There’s been great coverage of the successful effort to elect the excellent Kim Foxx and throw Anita Alvarez out of office. Among Alvarez’s many, many execrable positions, she’s most known nationally for waiting 13 months to bring charges against the Chicago police officer who murdered 17-year-old Laquan McDonald in 2014.
But as-yet unreported on this site is the successful defeat of Tim McGinty by challenger Michael O’Malley. McGinty oversaw (and many say purposely poisoned) the grand jury proceedings filed no charges against officers responsible for the police murder of an unarmed child, 12-year-old Tamir Rice.
As Slate reports:
Together the two results represent a major victory for the Black Lives Matter movement, whose organizers have now decisively demonstrated their ability to mobilize voters and change the direction of local politics.
I’m not sure Black Lives Matter (and the movement it inspired) necessarily aspires to mobilizing voters as its primary goal — in founding the organization, activists Alicia Garza, Opal Tometi and Patrisse Cullors wrote:
Black Lives Matter is an ideological and political intervention in a world where Black lives are systematically and intentionally targeted for demise. It is an affirmation of Black folks’ contributions to this society, our humanity, and our resilience in the face of deadly oppression.
So political intervention is just one aspect — “political” being broader than just electoral efforts — and the primary goal is reasserting Black humanity. There are lots of organizations under the big umbrella Movement for Black Lives (or racial justice generally). And it’s unfortunate that those groups get erased:
But it’s still clear that racial justice activists were behind these two successful campaigns, and this is a big win for them.
Again, from Slate:
It’s rare for incumbent prosecutors to be voted out of office. According to one study, they win re-election 95 percent of the time, and typically they run unopposed. [...]
Foxx, who won by a huge margin Tuesday night, benefited from a highly organized and relentless opposition campaign against Alvarez staged primarily by young activists. Leading up to Tuesday’s vote, supporters of Black Lives Matter buffeted Alvarez with one protest after another: On Feb. 17, her speech at the University of Chicago’s Institute of Politics was cut short when members of a group called Black Youth Project 100 started chanting “We will not let Laquan be covered up!” The following week, activists interrupted a forum with Alvarez and Foxx by standing up and counting to 16—a reference to the number of bullets that killed McDonald. The catchphrase “Bye Anita” showed up on posters and T-shirts and, of course, as a hashtag on Twitter.
Kim Foxx is straightforwardly fantastic — she “believes the justice system puts too many black and Latino men in jail and prison, and sees prosecutors as key figures in the push to end mass incarceration.” She ran on criminal justice reform generally, not just on the murder of Laquan McDonald and mishandling of the case against the police.

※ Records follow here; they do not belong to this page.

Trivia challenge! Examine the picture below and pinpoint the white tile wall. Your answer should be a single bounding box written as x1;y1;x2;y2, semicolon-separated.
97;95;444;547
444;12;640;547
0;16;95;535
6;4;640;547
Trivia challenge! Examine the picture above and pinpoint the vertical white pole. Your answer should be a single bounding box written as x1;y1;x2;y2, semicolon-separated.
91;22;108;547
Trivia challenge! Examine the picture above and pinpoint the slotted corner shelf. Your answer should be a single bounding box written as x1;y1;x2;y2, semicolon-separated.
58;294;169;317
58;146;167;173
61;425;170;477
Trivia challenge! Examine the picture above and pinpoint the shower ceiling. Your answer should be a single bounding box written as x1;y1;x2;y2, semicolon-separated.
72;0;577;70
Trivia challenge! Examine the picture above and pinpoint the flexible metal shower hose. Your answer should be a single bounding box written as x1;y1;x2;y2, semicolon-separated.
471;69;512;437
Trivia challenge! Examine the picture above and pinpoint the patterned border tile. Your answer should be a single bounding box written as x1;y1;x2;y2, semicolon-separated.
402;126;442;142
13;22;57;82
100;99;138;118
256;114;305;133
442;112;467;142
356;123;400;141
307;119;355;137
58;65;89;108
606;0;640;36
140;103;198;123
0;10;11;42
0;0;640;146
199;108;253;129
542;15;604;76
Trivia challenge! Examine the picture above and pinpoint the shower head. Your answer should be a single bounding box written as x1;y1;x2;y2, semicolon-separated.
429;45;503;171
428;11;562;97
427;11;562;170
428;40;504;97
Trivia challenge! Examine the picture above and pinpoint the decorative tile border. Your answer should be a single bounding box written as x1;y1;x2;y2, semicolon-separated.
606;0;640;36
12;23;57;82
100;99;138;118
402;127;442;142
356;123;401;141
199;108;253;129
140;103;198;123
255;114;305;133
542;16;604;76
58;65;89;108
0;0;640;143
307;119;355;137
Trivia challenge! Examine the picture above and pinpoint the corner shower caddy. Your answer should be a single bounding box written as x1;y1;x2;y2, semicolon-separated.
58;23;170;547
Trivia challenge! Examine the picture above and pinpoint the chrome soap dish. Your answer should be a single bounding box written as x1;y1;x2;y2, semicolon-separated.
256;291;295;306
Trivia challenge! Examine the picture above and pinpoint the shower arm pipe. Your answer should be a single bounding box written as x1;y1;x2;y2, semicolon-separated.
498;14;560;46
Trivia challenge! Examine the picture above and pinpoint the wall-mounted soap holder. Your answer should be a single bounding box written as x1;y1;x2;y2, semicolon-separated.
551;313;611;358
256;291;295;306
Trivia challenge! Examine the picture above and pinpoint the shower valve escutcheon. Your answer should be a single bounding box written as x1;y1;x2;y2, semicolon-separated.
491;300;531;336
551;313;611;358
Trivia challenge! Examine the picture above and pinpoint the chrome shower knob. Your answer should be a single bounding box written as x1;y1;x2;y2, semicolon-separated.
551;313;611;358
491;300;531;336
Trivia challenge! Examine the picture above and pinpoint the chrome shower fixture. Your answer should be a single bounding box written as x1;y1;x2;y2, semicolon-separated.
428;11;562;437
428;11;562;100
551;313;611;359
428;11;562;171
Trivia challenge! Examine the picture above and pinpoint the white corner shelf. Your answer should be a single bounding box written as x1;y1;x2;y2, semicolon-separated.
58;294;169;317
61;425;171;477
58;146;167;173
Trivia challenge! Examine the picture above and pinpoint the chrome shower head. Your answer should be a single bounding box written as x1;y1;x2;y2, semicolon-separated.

Michael O’Malley is much less of a movement candidate. McGinty’s mishandling of the murder of Tamir Rice was not necessarily O’Malley’s biggest argument against the DA. O’Malley refused to say whether he thought the police officer who murdered Tamir had broken the law. And consequently it’s not easy to say that he lost solely as a result of the anger over Tamir’s death — but it’s clear that this played some role.
And as Leon Neyfakh summarizes:
[W]hat appears to be changing from the law-and-order days of the recent past is that, in 2016, the scandal that can get you bounced out of office as a prosecutor involves not being hard enough on cops.
Congrats to activists in Chicago and Cleveland for these huge wins, and looking forward to their future power!